The event preceded BEREC’s quarterly Plenary meeting of national regulators at which common regulatory subjects across Europe are discussed. On this occasion, the event was hosted by the national communications regulator of Lithuania, RRT, in Vilnius.
BEREC was joined for the event by several organisations representing European citizens and disabled people, as well as representatives of broadcasters, online service providers and equipment manufacturers, who shared their views and experience.
The Workshop was opened by the BEREC Chair 2016, Wilhelm Eschweiler, who emphasised that the issue of accessibility is recognised and is to be given significant importance in the revised Telecommunications Framework in order to promote equal access to services, culture and information for disabled people. In the context of rapidly moving technological developments it is essential that people with disabilities are able to fully participate in and benefit from such innovation and new services, since digital inclusion is a necessary condition for a digital society.
One of the aims of the Workshop was to learn more about the evolving needs and expectations of disabled end-users and the barriers that need to be overcome in order to promote accessibility. The organisations representing end-users, including the Vilnius Multiple Sclerosis Association, the Blind and Partially-Sighted Union of Lithuania and the European Disability Forum provided their insights on these issues. For instance, they explained the wide range of ways in which people may have difficulties using communications services. Based on this, it is important to recognise that solutions should be flexible, rather than attempting to impose a ‘one size fits all’ approach. They also pointed out that, whilst technological development can bring new opportunities, there is also a risk it can raise new barriers. To avoid this, the needs of disabled end-users should be considered when designing new products and services.

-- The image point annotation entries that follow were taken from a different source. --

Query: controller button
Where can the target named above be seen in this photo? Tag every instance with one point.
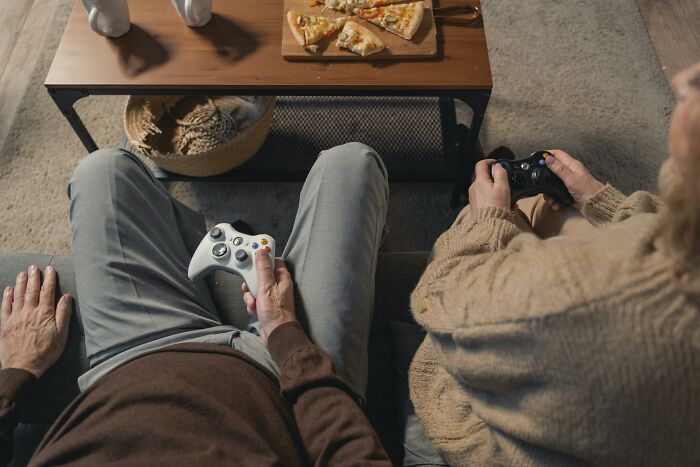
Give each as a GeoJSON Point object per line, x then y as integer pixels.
{"type": "Point", "coordinates": [540, 175]}
{"type": "Point", "coordinates": [519, 179]}
{"type": "Point", "coordinates": [219, 250]}
{"type": "Point", "coordinates": [241, 255]}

Representatives from the broadcasting sector also offered their perspectives. They discussed the ways in which they had promoted accessibility within the services they offer, such as through the provision of subtitling, audio description, sign language and accessible electronic programme guides. They noted the steady progress in this regard under the Audiovisual Media Services Directive (AVMS Directive), which is currently under review by the European legislator, based on the proposal of the European Commission.

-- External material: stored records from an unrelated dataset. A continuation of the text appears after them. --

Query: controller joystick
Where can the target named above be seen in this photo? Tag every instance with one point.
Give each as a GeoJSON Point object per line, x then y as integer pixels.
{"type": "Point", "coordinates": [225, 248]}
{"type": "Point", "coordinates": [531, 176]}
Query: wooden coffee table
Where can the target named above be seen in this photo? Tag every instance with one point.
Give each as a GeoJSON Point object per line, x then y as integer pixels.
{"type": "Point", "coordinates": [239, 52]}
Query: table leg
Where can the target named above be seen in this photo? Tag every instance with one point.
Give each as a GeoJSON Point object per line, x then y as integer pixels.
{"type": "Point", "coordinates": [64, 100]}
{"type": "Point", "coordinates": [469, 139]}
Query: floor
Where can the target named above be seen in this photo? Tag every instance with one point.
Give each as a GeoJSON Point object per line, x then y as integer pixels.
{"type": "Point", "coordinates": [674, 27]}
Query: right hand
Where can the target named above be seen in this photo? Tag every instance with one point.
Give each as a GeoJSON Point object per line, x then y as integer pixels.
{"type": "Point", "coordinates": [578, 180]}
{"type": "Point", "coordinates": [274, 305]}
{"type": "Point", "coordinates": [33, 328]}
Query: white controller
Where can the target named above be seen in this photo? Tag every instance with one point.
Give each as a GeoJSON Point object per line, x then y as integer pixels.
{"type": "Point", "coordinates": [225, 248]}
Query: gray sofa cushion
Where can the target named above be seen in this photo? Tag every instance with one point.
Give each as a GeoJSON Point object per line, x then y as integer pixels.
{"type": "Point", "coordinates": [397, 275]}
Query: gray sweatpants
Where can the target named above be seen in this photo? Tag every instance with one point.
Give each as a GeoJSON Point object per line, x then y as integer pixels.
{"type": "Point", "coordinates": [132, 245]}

There was also discussion of the potential removal of the accessibility provisions under the AVMS Directive, whilst instead including the audio-visual sector in the wider European Accessibility Act (EAA). Some were concerned that this could lead to the loss of a sector-specific approach, being detrimental to both broadcasters and end-users.
They also noted how provision of accessible services by many broadcasters had gone even further than the levels prescribed in regulation, due to the promotion of brand values and competition. However, there was also discussion about the importance of maintaining proportionate regulation.

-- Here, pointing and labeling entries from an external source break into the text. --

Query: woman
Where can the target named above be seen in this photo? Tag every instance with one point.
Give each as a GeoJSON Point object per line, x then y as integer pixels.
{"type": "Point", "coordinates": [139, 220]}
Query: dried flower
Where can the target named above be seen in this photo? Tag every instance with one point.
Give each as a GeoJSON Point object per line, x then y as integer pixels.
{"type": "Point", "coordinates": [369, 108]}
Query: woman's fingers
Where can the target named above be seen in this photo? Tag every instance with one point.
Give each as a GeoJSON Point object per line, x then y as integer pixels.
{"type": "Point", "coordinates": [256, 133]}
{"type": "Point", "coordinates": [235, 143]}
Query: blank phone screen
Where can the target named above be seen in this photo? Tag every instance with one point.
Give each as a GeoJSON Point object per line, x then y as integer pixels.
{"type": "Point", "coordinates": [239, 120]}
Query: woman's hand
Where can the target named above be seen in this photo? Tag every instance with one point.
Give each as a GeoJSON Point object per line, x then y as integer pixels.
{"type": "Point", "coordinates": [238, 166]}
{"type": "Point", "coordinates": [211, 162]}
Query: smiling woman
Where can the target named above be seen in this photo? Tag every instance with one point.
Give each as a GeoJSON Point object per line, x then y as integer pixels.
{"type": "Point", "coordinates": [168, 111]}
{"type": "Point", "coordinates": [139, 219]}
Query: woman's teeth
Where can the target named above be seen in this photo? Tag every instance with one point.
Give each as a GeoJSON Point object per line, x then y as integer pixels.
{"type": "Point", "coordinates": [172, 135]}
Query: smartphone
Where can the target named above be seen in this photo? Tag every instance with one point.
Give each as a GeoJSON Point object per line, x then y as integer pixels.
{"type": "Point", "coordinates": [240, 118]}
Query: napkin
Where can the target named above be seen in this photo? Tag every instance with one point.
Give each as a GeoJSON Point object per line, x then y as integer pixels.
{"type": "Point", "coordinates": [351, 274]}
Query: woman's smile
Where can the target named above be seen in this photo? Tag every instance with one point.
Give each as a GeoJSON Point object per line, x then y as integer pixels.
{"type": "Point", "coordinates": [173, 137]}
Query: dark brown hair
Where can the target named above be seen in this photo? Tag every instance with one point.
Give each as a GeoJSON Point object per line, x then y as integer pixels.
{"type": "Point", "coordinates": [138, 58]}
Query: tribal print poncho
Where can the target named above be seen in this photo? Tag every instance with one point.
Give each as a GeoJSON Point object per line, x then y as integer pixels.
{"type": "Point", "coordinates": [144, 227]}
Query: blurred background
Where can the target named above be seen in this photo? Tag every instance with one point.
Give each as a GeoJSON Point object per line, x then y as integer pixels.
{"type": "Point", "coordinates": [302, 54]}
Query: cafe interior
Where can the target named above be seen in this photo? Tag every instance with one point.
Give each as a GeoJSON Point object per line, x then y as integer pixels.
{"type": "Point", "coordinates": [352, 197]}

Among the other discussions at the Workshop was the potential of new technology and technological convergence. For instance, several of the participants had experience of Hybrid Broadcast Broadband TV (HBBTV), including the promotion of accessibility through HBB4all. HBBTV, an open platform, allows broadcast TV to be combined with online content through a single user interface.
BEREC also heard from representatives of equipment manufacturers and online service providers. For instance, there were presentations about the capabilities of televisions, including their customisable accessibility features. BEREC was also informed about object recognition technology that is being used to provide blind and partially-sighted people with a description of a photo, which may help to promote greater inclusion and interaction.
A common theme throughout the Workshop was the importance of standardisation in promoting an integrated approach to accessibility. In this regard, the World Wide Web Consortium (W3C) discussed their Web Accessibility Initiative (WAI), which develops strategies, guidelines, and resources to help make the Web accessible to people with disabilities. In particular, it highlighted four important principles for web accessibility: that content is Perceivable, Understandable, Operable and Robust.
Last but not least, a number of national regulators offered their views, explaining the ways in which accessibility has been promoted across Europe. They discussed the goals of equivalent access and choice for disabled end-users of electronic communications services, whilst ensuring that obligations placed on service providers are proportionate and evaluating the socio-economic impact of accessibility measures. They also noted the potentially complex interaction of regulation and innovation and how regulation should incentivise, not impede innovation. This is particularly important in the context of technological development that has the potential to facilitate greater accessibility for disabled end-users.